Bernard Wiener (1935- )
Bernard Wiener attended the University of Chicago from 1952-1955 where he received his B.A. He immediately began working on his M.B.A. at the University of Chicago, and graduated in 1957. In 1959 he began his doctoral program in cognitive psychology at the University of Michigan, he graduated in 1963. He has two honorary doctor’s degrees from the University of Turku, Finland, 2000 and the University of Bielefeld, Germany, 1991.
His research interest include attribution, emotion, helping with pro-social behavior, interpersonal processes, judgment and decision making, motivation and goal setting, psychology and law, and social cognition. He is famous for writing an attribution theory that elucidates the emotional and motivational details of academic success and failure. This theory is Bernard’s major accomplishment in the academic field and has written many books and chapters about achievement attribution. His research started a trend in educational psychology research and is still being used.

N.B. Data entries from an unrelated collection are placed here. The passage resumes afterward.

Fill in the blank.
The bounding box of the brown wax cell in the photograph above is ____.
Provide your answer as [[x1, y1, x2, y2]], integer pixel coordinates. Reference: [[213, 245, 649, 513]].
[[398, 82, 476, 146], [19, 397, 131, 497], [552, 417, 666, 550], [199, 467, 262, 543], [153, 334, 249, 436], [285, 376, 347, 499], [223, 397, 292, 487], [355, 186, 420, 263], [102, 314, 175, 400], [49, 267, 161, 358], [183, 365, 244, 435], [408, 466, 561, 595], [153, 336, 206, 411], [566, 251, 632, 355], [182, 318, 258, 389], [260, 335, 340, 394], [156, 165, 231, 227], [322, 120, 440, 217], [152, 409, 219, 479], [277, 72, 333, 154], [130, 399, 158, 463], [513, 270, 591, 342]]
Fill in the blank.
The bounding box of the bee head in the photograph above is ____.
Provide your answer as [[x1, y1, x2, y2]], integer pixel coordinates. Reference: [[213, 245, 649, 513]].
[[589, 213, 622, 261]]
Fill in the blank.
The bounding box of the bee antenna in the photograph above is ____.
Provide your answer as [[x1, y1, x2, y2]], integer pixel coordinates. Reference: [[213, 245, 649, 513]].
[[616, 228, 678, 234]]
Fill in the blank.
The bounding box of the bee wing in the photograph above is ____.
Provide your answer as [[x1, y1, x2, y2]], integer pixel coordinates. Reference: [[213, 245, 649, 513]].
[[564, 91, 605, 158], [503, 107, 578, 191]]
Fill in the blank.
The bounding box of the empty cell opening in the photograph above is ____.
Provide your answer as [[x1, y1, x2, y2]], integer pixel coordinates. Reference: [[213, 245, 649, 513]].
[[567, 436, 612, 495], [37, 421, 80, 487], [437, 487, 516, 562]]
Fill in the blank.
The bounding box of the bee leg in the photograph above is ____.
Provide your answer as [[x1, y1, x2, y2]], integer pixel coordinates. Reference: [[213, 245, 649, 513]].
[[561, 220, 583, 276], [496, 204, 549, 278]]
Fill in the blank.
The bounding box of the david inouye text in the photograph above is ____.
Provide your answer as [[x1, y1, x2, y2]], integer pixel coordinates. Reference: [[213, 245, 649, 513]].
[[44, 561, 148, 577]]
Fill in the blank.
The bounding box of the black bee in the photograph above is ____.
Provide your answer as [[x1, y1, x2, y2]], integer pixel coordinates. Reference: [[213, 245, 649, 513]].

Wiener is currently a distinguished professor at UCLA and still teaches. Through the years the classes he most commonly taught are attribution theory and human motivation. Personally he has son, Mark Wiener, who is a professor of law at Rutgers School of Law-Newark and a daughter, Miina Juvonen, who recently won a tennis league. Wiener enjoys the beach and playing beach tennis with Miina. He also updates his Wikepedia page himself.